IA et confidentialité, Global Privacy Assembly se concentre sur les droits numériques
Trois résolutions sur l'IA et les droits fondamentaux. Ainsi a mis fin à la 47e édition de l'Assemblée mondiale de confidentialité (GPA), organisée par la Commission personnelle de protection de l'information de la Corée du Sud du 15 au 19 septembre à Séoul. Les travaux développés en sessions publiques sur les problèmes les plus récents, les réunions réservées entre les autorités de protection des données et de nombreux événements parallèles.
Plus de 140 agences internationales ont participé au GPA 2025. Il existe également une délégation italienne dirigée par le vice-président Genève Cerrina Feroni, avec les membres de l'Agostino Ghiglia et du Guido Scorza College.

Les trois résolutions sur l'IA et les droits fondamentaux
L'Assemblée s'est terminée par l'approbation de trois résolutions.
Le premier, coparrainé par le garant italien, fait face aux risques liés à l'utilisation de données personnelles dans la formation des modèles d'intelligence artificielle.
Le texte réaffirme que « Les règles de protection des données sont pleinement appliquées à l'intelligence artificielle » Et il rappelle cinq principes cardinaux: base juridique correcte, limitation des objectifs, minimisation, transparence et précision.
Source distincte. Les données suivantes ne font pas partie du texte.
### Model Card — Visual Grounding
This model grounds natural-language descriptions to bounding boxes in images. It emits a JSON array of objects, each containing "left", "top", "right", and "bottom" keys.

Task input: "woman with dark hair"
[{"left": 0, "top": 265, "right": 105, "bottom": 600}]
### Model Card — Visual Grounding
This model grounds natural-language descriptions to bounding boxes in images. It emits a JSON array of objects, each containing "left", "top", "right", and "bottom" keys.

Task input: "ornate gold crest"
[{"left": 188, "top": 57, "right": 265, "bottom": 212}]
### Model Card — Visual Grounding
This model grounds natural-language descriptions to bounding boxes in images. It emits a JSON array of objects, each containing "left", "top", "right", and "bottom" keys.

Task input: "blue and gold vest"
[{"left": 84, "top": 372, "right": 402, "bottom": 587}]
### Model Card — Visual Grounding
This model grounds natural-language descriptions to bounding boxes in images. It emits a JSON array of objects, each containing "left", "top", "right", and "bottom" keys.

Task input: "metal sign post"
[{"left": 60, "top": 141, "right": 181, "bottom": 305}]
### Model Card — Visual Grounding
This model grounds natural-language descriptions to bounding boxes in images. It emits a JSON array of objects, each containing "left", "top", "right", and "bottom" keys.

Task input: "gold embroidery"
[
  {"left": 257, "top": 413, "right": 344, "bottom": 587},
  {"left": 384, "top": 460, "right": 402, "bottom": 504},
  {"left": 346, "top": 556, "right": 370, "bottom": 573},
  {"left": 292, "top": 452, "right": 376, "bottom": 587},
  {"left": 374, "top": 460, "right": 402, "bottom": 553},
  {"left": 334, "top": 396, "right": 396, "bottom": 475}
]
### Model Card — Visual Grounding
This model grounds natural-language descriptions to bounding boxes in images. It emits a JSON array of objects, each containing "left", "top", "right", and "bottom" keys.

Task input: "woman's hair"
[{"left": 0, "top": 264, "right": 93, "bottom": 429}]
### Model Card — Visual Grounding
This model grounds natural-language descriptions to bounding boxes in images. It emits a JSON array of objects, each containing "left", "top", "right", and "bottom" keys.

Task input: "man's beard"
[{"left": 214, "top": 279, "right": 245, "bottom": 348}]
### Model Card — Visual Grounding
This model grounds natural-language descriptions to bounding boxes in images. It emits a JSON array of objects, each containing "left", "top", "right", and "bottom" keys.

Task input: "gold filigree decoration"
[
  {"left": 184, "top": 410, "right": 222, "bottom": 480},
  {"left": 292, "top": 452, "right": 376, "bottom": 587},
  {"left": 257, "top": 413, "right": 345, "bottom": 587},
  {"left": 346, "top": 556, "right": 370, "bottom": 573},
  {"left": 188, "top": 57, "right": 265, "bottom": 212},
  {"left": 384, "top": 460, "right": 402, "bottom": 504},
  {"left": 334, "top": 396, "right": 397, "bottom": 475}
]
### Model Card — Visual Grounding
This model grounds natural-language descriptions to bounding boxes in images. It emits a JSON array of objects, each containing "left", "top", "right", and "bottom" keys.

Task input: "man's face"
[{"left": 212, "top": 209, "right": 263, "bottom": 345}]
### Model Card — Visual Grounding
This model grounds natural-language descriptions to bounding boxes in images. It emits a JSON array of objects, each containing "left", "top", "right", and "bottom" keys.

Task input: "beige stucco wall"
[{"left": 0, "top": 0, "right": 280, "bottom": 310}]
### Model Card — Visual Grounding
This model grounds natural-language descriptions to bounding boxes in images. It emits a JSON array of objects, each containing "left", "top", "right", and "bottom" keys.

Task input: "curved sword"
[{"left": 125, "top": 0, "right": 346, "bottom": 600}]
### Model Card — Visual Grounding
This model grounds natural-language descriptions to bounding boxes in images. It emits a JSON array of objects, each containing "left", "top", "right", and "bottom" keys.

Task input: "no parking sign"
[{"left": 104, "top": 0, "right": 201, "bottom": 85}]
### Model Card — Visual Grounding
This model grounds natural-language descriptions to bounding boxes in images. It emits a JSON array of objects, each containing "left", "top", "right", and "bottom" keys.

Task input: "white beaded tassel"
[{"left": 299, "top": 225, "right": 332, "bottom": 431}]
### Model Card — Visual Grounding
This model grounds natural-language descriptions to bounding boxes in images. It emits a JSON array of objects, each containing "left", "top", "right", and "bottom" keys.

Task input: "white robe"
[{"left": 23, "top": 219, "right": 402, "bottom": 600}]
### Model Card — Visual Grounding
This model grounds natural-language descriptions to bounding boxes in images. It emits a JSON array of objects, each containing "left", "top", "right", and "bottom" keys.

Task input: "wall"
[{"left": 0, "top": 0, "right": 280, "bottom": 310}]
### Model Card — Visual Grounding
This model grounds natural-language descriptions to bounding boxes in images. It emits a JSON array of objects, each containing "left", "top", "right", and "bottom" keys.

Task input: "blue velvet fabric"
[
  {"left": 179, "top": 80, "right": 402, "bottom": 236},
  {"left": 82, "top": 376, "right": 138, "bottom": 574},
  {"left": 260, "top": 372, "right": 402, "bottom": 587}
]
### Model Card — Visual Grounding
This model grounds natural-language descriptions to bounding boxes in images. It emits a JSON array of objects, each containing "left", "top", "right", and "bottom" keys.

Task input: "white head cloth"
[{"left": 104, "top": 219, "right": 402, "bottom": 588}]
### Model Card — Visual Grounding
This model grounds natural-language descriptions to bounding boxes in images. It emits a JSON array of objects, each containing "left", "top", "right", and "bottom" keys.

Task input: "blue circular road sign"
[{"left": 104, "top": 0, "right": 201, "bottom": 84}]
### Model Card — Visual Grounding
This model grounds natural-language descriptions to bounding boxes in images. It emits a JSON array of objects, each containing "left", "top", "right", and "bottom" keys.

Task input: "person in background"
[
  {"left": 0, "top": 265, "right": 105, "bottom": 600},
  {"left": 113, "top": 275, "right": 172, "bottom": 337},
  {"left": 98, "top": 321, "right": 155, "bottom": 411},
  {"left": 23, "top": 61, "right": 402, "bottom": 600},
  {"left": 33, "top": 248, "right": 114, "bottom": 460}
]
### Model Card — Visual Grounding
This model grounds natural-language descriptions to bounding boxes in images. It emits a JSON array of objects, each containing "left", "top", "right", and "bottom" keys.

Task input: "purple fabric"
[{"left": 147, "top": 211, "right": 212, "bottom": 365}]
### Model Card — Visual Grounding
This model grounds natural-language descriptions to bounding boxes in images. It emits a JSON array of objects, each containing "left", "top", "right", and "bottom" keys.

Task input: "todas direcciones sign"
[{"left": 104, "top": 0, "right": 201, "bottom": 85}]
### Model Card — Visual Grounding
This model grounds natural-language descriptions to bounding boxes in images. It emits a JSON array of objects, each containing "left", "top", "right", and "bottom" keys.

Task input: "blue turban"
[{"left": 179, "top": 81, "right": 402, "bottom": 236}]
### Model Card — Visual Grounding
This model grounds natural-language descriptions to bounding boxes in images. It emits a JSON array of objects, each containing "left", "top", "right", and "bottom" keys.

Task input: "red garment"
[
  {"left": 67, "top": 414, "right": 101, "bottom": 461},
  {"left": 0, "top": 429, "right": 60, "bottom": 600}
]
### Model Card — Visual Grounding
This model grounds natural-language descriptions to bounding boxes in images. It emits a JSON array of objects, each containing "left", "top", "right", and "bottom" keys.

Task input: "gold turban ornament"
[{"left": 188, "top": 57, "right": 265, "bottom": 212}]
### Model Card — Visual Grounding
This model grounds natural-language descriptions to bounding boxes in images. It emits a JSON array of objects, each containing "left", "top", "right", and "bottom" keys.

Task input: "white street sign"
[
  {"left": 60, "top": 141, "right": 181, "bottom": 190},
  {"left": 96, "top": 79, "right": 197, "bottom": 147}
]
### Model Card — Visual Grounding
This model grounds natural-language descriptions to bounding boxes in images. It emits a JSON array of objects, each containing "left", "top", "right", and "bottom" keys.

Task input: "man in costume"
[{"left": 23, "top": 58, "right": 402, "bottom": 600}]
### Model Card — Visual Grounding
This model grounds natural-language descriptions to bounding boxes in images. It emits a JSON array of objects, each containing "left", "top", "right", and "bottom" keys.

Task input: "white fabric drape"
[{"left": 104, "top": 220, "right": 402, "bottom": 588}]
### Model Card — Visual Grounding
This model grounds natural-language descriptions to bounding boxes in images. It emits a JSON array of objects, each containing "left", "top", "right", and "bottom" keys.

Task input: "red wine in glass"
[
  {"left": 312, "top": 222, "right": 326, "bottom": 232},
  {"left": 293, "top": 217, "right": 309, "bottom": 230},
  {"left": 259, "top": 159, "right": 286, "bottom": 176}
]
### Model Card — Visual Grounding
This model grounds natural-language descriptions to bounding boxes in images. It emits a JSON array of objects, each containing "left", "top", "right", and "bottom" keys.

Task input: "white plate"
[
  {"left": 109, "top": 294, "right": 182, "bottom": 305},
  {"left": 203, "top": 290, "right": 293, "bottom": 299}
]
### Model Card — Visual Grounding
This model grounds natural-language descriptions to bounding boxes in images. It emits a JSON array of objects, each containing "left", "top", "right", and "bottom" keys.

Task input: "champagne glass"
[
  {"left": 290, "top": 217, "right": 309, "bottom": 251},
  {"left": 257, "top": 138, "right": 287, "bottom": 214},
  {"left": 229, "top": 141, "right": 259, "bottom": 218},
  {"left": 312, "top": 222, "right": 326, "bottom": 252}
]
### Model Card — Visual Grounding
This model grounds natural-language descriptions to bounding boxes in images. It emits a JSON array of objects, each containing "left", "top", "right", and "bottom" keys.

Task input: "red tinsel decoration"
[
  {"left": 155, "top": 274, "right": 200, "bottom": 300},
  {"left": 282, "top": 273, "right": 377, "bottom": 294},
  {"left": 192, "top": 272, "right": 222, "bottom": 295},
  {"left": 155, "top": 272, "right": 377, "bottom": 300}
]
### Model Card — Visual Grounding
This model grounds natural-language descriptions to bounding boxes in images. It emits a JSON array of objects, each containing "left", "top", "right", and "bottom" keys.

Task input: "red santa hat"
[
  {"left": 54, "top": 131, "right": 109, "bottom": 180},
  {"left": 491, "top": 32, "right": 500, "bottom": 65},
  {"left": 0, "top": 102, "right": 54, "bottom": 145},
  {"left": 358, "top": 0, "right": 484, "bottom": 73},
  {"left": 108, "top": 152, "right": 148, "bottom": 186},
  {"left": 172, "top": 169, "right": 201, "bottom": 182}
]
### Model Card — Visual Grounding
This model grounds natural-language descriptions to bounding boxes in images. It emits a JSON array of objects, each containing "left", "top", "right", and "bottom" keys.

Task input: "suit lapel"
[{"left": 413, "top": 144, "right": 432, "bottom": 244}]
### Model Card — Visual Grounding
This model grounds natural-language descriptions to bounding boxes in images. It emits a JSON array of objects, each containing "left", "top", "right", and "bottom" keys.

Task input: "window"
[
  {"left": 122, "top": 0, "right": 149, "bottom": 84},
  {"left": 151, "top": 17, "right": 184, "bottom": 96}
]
Les autorités ont également promis de renforcer la coordination, de sensibiliser les développeurs et les décideurs et de partager des expériences sur l'IA générative.
Les deux autres résolutions concernent la nécessité d'une supervision humaine efficace des décisions automatisées et de l'urgence d'intégrer la protection des données dans les programmes d'éducation numérique, de l'enfance à l'université.
« Payer ou permettre »: un modèle qui divise
Pendant la plénière, Cerrina Feroni a augmenté le thème du « salaire ou consentement », de plus en plus répandu entre les plateformes et les sites d'information.
« La protection des données ne peut pas devenir un luxe réservé à ceux qui peuvent payer, ni générer une discrimination à ceux qui ne peuvent pas se le permettre »a déclaré, avertissement sur les risques pour la liberté de consentement en l'absence de véritables alternatives.
Publicité en ligne et consensus explicite
Dans le panel de l'annonce ciblée, le vice-président a réitéré que « La publicité en ligne n'est légitime que si elle est transparente, véridique et respectueuse de la liberté des gens ».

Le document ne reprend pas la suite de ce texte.